一方でアリーシャは魔術としての完成度、学長の魔術師としての腕前に惚れ込んでいた。
「うちとアリーだとすごいと思ってるポイントがなんかずれてる気がする」
「そんなことないって。私だってとってもきれいだと思ったよ」
「あと!カイレン!タキシードすごい似合っててさ・・・」
そこからはカイレンのお付きの様子、一緒に暮らしていた頃の話、そしてレイソフィアの話に戻ってきて、あの話になった。
入学式で最後に、一人で入場してきた彼の話に。
「そういえばルビー。今日新入生で最後に入場してきた人、誰だか知ってる?」
「ああ!忘れてた!うちも後でアリーに聞こうと思ってた!」
「ていうことは、ルビーも知らないんだ」
「残念ながらね・・。レイソフィアさんの話が大きすぎてスルーされてた地方貴族?とかなのかな」
「でも北と東の地方貴族さんのはなしは入ってきたじゃない。それに、彼一人で入場してきたでしょ」
「確かに貴族なのにお付きをつけないなんて考えられないしなぁ。あの人たち無駄に見栄え気にするし」
「その言い方はダメだよルビー」
ごめんじゃん〜と手を擦り合わせて許してくださいのポーズをとる。
貴族の可能性は薄い・・・か、やっぱりそうだよね。
じゃあ彼はどうやって・・・・
「アリーのことだからどうやってあの子が魔術の勉強したのか気になってるんでしょ」
「・・・なんで分かるの」
「何年の付き合いだと思ってるの。

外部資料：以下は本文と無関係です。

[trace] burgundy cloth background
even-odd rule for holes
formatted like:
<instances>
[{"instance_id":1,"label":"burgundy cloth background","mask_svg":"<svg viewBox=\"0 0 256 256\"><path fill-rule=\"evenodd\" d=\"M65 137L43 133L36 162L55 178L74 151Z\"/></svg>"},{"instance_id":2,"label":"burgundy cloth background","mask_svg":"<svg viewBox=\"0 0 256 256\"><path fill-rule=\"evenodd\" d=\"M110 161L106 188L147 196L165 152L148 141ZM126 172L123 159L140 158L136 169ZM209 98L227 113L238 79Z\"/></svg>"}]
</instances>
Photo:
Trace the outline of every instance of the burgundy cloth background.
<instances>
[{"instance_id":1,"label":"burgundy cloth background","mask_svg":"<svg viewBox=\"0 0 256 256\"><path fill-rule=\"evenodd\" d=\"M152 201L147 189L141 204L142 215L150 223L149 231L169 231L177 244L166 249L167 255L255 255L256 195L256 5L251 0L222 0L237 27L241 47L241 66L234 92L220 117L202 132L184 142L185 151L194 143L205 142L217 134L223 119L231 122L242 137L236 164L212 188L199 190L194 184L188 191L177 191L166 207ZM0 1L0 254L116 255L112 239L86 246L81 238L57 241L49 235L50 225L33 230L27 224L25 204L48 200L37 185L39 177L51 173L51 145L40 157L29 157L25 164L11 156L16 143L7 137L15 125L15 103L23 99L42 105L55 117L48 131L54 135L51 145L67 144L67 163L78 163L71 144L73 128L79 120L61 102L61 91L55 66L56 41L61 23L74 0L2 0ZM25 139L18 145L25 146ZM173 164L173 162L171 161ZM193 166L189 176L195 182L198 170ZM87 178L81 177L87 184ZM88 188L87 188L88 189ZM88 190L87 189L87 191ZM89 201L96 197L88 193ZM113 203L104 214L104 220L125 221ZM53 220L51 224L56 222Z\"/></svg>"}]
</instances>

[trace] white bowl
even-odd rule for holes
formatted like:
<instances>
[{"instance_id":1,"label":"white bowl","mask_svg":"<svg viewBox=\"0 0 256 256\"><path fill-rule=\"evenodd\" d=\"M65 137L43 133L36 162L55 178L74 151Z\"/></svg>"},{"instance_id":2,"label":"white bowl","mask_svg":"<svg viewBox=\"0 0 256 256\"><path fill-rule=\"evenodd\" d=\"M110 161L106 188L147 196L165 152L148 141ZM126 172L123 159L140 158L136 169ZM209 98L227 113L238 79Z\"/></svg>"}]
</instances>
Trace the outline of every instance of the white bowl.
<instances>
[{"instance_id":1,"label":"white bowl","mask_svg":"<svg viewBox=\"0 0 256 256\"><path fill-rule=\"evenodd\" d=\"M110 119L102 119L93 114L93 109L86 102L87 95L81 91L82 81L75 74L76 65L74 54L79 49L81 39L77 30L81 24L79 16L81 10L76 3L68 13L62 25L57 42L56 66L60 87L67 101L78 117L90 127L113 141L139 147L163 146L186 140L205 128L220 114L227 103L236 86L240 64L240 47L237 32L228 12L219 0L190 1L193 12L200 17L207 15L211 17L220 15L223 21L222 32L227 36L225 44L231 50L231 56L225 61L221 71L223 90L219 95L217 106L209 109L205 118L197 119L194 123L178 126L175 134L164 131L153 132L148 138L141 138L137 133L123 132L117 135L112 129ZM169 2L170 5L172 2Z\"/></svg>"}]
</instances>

それに魔術大好きちゃんなことは痛いほど知ってる」
「その言い方やめて」
「まあ、気になるなら直接聞いたらいいじゃん!そのうち会えるって!じゃあうちは部屋戻るから!」
そう言い放って勢いよく部屋に戻って行くルビー。
お疲れ様、と返事を返して、アリーシャも自室に向かう。
鍵を開けて中に入る。
本棚には使い込まれた参考書や文献がきちんと並んでいる。
机の上もベットの布団も整理された状態で、アリーシャの几帳面さがうかがえる。
壁には高等部の頃に着ていた白を基調とした制服がかかっている。
しばらく見つめてから、自分が今来ている黒の制服に目を移す。
絶対に魔石隊に入って・・私は―――
ずっと昔に決意した。あの時の夢を思い出す。
それから今日までの、高等部に入学してからの思い出がフラッシュバックした。
「・・・待っててね。お父さん」
しばらくぼーっと、部屋を見渡して物思いにふけってしまっていたことに自分でも少し驚いた。
まだ、そういうことできる人間だったんだって。
「もっと頑張ろう」 と心の中で誓う
アリーシャの憧れ、自分を救ってくれた人へ。